Spirit Airlines is a new Webtrends customer. They use the target capabilities in the Optimize suite to provide individualized offers to customers. The Webtrends Visitor Data Mart allows this to occur as it can take data from several sources to provide a complete picture of customer activities. Webtrends can give a company both aggregated customer data and data on specific individuals across all channels.
In the case of Spirit Air, the company can look at a customer’s prior activity and provide special fares and seating to reward their most active customers. This data scanning through the Visitor Data Mart and the special offers through Optimize happens on the fly because of the open architecture implemented by Webtrends. The ability to combine these tools on the fly also provides a useful feedback loop to conduct tests of offers and other Web site components.
Cabelas is another client. It is a large retail sporting goods outfitter that uses Webtrends Analytics 9. They can collect customer data online and bring it into their enterprise data mining tools. Traditionally, Web data was not integrated with offline data but the open architecture within Webtrends allows for this combination. This allows for the combination of online and in-store transactions so they can better reward customers in their frequent purchasing program.

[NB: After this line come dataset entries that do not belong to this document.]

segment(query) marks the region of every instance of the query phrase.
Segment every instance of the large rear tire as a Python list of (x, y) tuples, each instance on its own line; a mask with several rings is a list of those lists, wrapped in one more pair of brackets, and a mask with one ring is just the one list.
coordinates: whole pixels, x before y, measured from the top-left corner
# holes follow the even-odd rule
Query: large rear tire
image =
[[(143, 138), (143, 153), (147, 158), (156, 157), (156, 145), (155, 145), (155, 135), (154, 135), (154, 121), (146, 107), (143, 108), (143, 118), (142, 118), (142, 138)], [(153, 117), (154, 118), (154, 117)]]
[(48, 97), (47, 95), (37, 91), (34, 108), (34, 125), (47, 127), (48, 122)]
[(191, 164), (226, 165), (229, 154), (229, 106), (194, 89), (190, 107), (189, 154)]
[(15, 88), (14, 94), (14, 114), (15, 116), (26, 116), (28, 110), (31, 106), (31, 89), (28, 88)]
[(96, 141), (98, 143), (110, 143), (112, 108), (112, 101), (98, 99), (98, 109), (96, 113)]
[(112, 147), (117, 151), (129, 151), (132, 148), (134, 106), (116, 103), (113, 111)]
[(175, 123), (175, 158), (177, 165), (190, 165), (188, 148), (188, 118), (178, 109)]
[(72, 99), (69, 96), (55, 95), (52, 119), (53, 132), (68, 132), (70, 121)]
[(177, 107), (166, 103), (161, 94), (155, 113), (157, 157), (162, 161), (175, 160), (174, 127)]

It goes beyond this to allow Cabelas to better infer customer intensions and respond appropriately. For example, a customer might start to buy some camping gear online but back out. Then they might get some of the purchases at the store the next day. Now Cabelas can make a special offer to them to complete the purchase of related items for their upcoming camping trip.
If the population within Facebook was a country it would be the fourth largest in the World. This makes Facebook an emerging frontier for online marketing. It uses its own technology that does not allow for Javascript so this makes data collection more difficult. Webtrends is working to provide more access to Facebook data for its customers.
With their data collection APIs Webtrends has found a way to connect some portions of Facebook data. A brand can set up a Facebook fan page and provide an application connected to this fan page. Using Webtrends they can access all of the data connected with the Facebook application.
To promote this Facebook related capability, Webtrends has launched a Great Data Giveaway Contest for customer intelligence analysts. To enter, a person has to register on the Webtrends fan page, give Webtrends some information about themselves and state what they would do with the data. They also have to share this activity with their friends. There has been a great response so far. Webtrends will now be able to look at the data from the contest entries and decide which ones to involve in sales activities.
Jascha said the use of traditional standalone micro-sites that brands set up for their customers and prospects have been hurt by Facebook. While you lose a lot of control over data collection with Facebook it brings a ready-made audience. Now Webtrends is working to provide further access to Facebook related data to support this trend. This move is part of the larger Webtrends effort to extend the reach of customer data collection beyond traditional online sources to both reach back into more old school offline sources and the many new school social media sources that keep emerging.